津地鎮祭事件っていうのはよくわからないですね。
わかりやすく教えてください。
津地鎮祭事件ってどんな事件?
事案
津市が体育館を建設するにあたって、神職主宰のもとで神道式の地鎮祭を挙行し、神職への謝礼及び供物料の挙式費用を公金から支出したことが、憲法に違反するのではないかが争われた。
判旨
- 政教分離規定は、いわゆる制度的保障の規定であり信教の自由そのものを直接保障するものではなく、間接的に保障を確保するものである。
- 現実の国家制度として、国家と宗教との完全な分離を実現するのは実質不可能に近い
- 政教分離には一定の限界があることを免れず、国家は実際上宗教とある程度のかかわり合いをもたざるをえないことを前提として、そのかかわり合いが信教の自由の保障の確保という制度の目的との関係で、どんなときにどのくらいの限度で許されないことになるかが問題とならざるをえない。
- 政教分離原則は国家が宗教とのかかわり合いを持つことを全く許さないとするものではなく、行為の目的と効果にかんがみ、そのかかわりが相当とされる限度を超えるものと認められる場合にこれを許されないと解すべきである。
- 宗教的活動とは国及びその機関の活動で宗教とのかかわり合いを持つ全ての行為を指すものではなく、そのかかわり合いが相当とされる限度を超えるものに限られるというべきで、行為の目的が宗教的意義を持ちその効果が宗教に対する援助、助長、促進又は圧迫、干渉になるような行為をいうものと解すべきである。
- ある行為が宗教的活動に該当すべきかどうかは、当該効果の外形的側面のみにとらわれることなく、場所、一般人の宗教的評価、当該行為者が当該行為を行う意図、目的、宗教的意義の有無、当該行為の一般人と与える効果、影響等諸般の事情を考慮し社会通念に従って客観的に判断しなければならない。
津地鎮祭事件のポイント
津地鎮祭事件の重要箇所を取り上げてみます。
- 政教分離規定は間接的に信教の自由を保障するもの
- 政教分離原則は国家と宗教とのかかわり合いを持つことを全く許さないとするものではない
- 宗教的活動に当たるか否かは外形的側面ではなく一般人の評価、社会通念に従って判断する必要がある
- 地鎮祭は宗教とかかわり合いをもつものであることを否定できないが、その目的は工事の無事安全を願うという世俗的なものと認められるので憲法に違反しない(宗教的活動にはあたらない)

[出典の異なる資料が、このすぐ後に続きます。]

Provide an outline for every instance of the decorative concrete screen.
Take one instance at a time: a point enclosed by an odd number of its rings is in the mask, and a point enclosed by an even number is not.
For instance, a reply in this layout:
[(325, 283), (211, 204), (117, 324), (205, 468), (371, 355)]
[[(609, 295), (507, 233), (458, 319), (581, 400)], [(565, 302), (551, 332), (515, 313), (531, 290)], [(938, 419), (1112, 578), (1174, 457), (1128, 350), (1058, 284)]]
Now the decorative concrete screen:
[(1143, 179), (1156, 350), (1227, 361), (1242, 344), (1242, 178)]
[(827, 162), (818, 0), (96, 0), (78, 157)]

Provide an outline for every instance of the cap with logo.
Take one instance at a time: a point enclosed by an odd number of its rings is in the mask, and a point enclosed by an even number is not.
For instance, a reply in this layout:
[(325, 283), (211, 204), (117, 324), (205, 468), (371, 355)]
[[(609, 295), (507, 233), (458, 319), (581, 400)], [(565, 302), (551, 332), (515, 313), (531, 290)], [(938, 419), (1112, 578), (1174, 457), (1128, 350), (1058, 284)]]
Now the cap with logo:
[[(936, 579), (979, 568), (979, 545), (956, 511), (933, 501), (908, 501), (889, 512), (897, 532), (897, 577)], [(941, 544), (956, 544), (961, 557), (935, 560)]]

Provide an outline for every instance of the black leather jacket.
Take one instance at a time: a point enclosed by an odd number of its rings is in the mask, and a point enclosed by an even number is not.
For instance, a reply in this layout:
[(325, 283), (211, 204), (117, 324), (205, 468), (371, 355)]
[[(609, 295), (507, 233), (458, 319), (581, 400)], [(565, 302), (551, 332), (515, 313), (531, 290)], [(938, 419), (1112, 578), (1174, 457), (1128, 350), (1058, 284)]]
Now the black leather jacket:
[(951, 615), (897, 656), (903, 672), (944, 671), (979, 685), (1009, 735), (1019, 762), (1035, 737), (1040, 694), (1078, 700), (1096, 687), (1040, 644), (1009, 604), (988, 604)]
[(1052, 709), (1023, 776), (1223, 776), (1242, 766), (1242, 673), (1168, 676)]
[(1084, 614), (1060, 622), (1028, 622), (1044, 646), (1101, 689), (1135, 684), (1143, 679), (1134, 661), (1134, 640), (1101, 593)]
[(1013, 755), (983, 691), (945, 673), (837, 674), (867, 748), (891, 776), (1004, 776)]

以上に挙げた点を押さえましょう。もう少し噛み砕いて説明してみると、
国家と宗教が全く関わらないということは不可能なことである。しかし、そのかかわり合いが過度に越えてしまうとダメである。それがどれくらいダメなのかが問題となる。
そのかかわりがその宗教を助けまくるorめちゃくちゃ圧力をかけるとかはダメだ。またその活動は一般人から見て、または社会通念から見て客観的に宗教的活動になるのか判断しないといけない(外面ではなく内面を見て判断する)。
今回の地鎮祭は上の基準で考えると、たしかに宗教的な感じがするが目的は工事の安全を願うものなので問題なし。
ということになるでしょう。
津地鎮祭事件の試験での出題例
・市の主催で体育館の起工式を神道式地鎮祭として行うことは、その目的が社会の一般的慣習に従った儀礼を行うという専ら世俗的なものでも、憲法で禁止されている宗教的活動にあたる。
答えはもちろん×ですね。解説したとおり、地鎮祭は社会通念に照らして見ても、安全祈願くらいのものなので宗教的活動にはあたりません。
まとめ
今回は信教の自由の部分から、津地鎮祭事件を取り上げて解説してきました。わかりましたかね?この判例も試験では肢の一つで出題されそうな感じがあります。
結論と共に、なぜそうなるのかというところまで説明できるようになっていて下さい。